The cause of MS is not yet fully understood but is thought to be an autoimmune disease whereby the body’s immune system attacks its own tissues. As with other autoimmune diseases, it is thought that a combination of genetic factors and environmental triggers cause the disease. Environmental triggers may include viruses, components of the diet or stress. Interestingly, the incidence of MS increases the further you get from the equator, whether going north or south. For example, MS is five times more common in temperate zones than in the tropics (NHS Direct, 2005).

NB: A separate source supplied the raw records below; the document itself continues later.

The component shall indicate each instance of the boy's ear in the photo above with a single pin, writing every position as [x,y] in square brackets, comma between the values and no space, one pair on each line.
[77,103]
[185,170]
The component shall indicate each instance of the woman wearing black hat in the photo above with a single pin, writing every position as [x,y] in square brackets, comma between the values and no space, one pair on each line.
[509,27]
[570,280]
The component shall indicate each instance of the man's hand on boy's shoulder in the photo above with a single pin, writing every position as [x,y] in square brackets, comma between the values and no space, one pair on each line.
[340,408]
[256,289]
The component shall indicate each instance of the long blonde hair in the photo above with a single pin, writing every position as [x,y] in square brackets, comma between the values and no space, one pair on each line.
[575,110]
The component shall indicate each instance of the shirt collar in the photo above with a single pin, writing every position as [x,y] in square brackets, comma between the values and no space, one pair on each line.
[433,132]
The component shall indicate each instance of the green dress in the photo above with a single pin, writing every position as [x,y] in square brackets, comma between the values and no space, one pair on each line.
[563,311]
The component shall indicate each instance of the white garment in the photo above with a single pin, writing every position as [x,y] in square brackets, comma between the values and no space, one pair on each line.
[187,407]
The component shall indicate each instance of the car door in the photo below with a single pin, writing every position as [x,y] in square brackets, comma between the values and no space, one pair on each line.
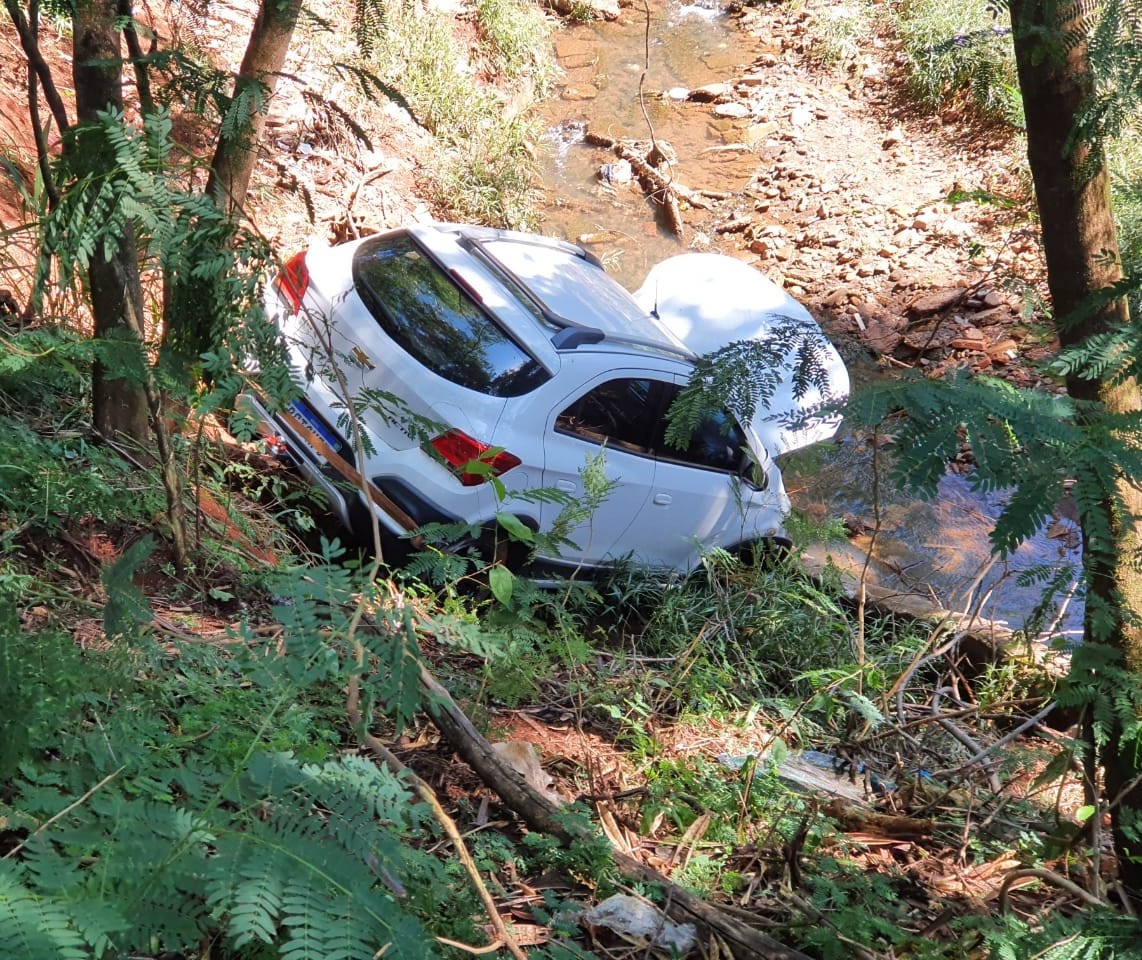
[612,414]
[698,499]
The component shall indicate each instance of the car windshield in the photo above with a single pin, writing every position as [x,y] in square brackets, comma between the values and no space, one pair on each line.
[436,322]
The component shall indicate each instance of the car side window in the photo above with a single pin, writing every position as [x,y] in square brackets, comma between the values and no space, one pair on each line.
[618,412]
[440,325]
[717,443]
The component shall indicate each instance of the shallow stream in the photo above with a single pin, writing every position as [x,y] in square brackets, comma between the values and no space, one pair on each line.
[938,549]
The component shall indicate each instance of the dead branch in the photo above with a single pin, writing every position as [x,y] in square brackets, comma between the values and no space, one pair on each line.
[426,793]
[540,814]
[1051,877]
[664,193]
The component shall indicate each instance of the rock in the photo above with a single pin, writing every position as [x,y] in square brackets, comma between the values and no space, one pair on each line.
[572,93]
[756,132]
[731,111]
[881,337]
[937,300]
[1004,352]
[638,919]
[710,93]
[573,54]
[617,172]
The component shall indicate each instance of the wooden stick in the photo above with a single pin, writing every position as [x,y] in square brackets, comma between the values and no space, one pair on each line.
[543,815]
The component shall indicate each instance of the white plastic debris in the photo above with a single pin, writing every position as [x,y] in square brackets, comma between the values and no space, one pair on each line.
[635,918]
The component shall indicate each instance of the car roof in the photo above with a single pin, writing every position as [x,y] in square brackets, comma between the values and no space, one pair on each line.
[569,285]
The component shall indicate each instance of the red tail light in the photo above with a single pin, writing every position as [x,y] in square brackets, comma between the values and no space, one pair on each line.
[459,450]
[294,281]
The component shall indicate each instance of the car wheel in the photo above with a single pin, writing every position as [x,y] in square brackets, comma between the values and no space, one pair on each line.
[765,553]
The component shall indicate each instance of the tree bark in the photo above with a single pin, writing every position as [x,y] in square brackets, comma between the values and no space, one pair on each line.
[118,398]
[257,78]
[1082,252]
[541,814]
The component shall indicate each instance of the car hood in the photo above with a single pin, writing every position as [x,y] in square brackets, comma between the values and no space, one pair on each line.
[709,300]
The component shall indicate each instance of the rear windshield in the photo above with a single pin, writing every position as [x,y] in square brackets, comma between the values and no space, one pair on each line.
[436,322]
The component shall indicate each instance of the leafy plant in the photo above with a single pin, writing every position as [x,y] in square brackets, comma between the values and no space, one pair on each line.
[962,49]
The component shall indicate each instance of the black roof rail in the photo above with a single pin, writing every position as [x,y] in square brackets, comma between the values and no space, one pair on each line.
[579,332]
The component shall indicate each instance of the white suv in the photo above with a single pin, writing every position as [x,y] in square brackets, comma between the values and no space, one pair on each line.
[436,356]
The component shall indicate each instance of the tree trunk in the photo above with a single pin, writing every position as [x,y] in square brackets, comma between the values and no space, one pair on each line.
[1082,255]
[118,398]
[191,305]
[257,79]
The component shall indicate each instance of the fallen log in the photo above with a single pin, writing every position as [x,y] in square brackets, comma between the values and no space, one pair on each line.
[543,815]
[662,193]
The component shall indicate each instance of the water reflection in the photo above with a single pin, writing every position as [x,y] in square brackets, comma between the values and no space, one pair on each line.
[937,549]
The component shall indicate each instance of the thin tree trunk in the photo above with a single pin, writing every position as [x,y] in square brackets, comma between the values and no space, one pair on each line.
[118,401]
[257,79]
[1082,253]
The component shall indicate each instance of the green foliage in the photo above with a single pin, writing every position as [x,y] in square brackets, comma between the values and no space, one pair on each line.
[50,473]
[208,267]
[517,37]
[1022,440]
[842,30]
[950,50]
[484,170]
[1085,936]
[761,630]
[744,376]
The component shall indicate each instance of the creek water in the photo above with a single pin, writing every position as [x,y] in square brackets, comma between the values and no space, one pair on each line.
[938,548]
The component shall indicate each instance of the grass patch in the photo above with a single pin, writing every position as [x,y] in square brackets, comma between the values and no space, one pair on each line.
[485,166]
[959,50]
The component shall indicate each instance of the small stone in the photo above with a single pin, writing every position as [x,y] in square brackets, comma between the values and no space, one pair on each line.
[756,132]
[617,172]
[574,94]
[1003,352]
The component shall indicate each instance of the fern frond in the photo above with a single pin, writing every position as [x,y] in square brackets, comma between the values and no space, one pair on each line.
[32,926]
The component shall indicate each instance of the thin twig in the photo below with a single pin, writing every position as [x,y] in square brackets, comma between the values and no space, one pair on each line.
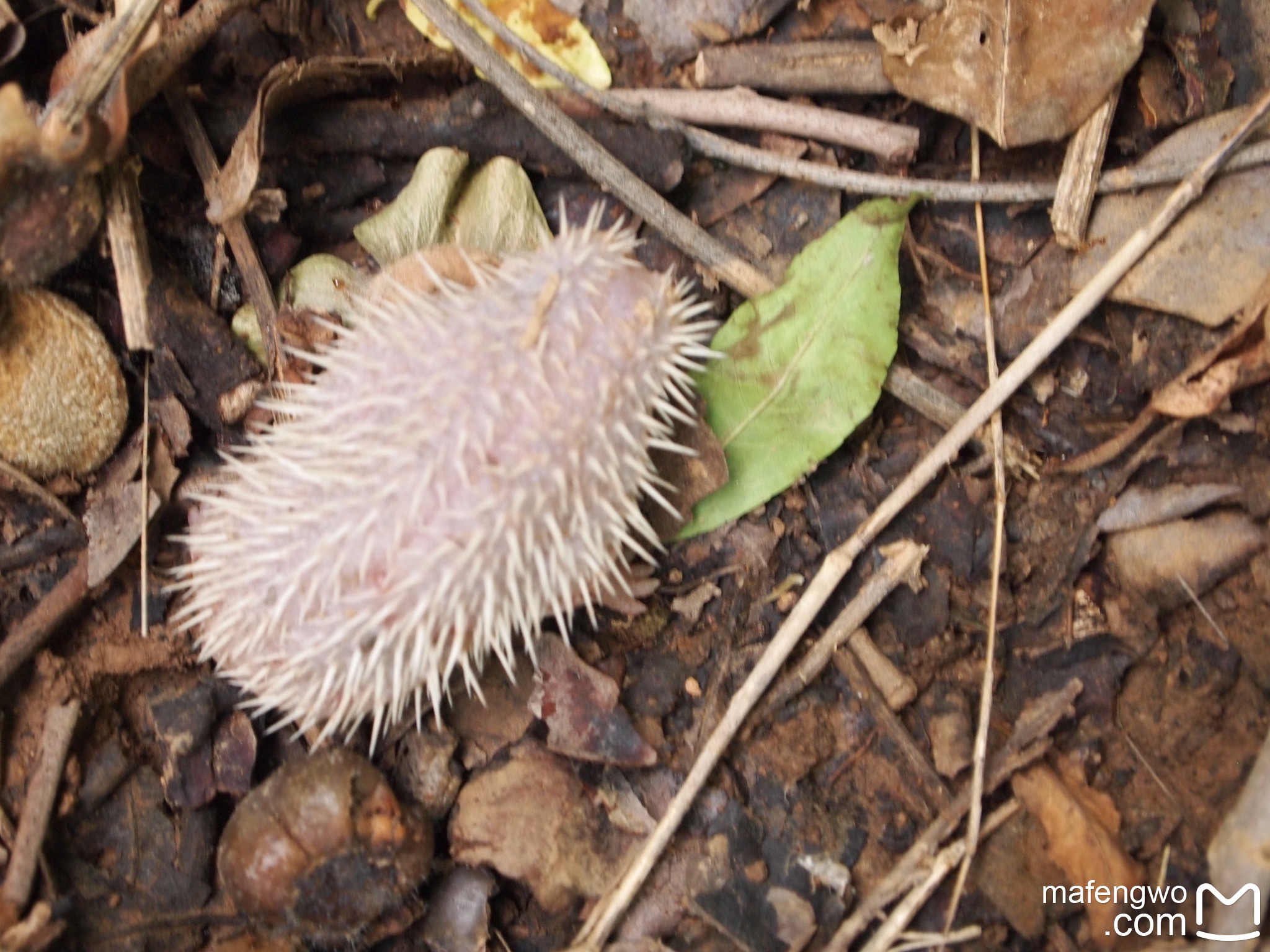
[900,568]
[259,291]
[33,630]
[87,88]
[41,794]
[1210,620]
[130,252]
[744,108]
[145,494]
[155,66]
[1105,452]
[22,483]
[838,563]
[865,183]
[861,183]
[592,157]
[1026,743]
[1080,175]
[913,941]
[998,483]
[814,66]
[922,772]
[930,880]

Campbell suggests that MS is over 100 times more prevalent in the far north than at the equator (Campbell and Campbell, 2005). In Australia the incidence of MS decreases seven-fold as you move towards the equator from the south to the north (Campbell and Campbell, 2005). This geographical distribution pattern applies to other autoimmune diseases including type 1 diabetes and rheumatoid arthritis (Campbell and Campbell, 2005).
Indeed, this phenomenon has been noted since 1922 (Davenport, 1922). Campbell suggests in his bookThe China Study that autoimmune diseases should be considered as a group rather than as individual diseases as they share similar clinical backgrounds and sometimes occur in the same person or among the same populations (Campbell and Campbell, 2005).
The research investigating the links between diet and MS date back over 50 years to Dr Roy Swank’s work first at the Montreal Neurological Institute in Norway, then at the Division of Neurology at the University of Oregon Medical School in the US. Swank was intrigued by the geographical distribution of MS and thought it may be due to dietary practices. Swank suspected animal foods high in saturated fats may be responsible as MS seemed to occur most among inland dairy-consuming populations and less among coastal fish-eating populations. Perhaps his best known trial was that published in the Lancet in 1990. In this study Swank followed 144 MS patients for a total of 34 years. Swank prescribed a low-saturated fat diet to all the participants but the degree of adherence to the diet varied widely. He observed how their conditions progressed. Results showed that for the group of patients who began the low-saturated fat diet during the earlier stages of MS, 95 per cent survived and remained physically active for approximately 30 years. In contrast, 80 per cent of the patients with early-stage MS who did not adhere to the diet died of MS (Swank and Dugan, 1990). It was concluded that saturated animal fats increase the risk of MS.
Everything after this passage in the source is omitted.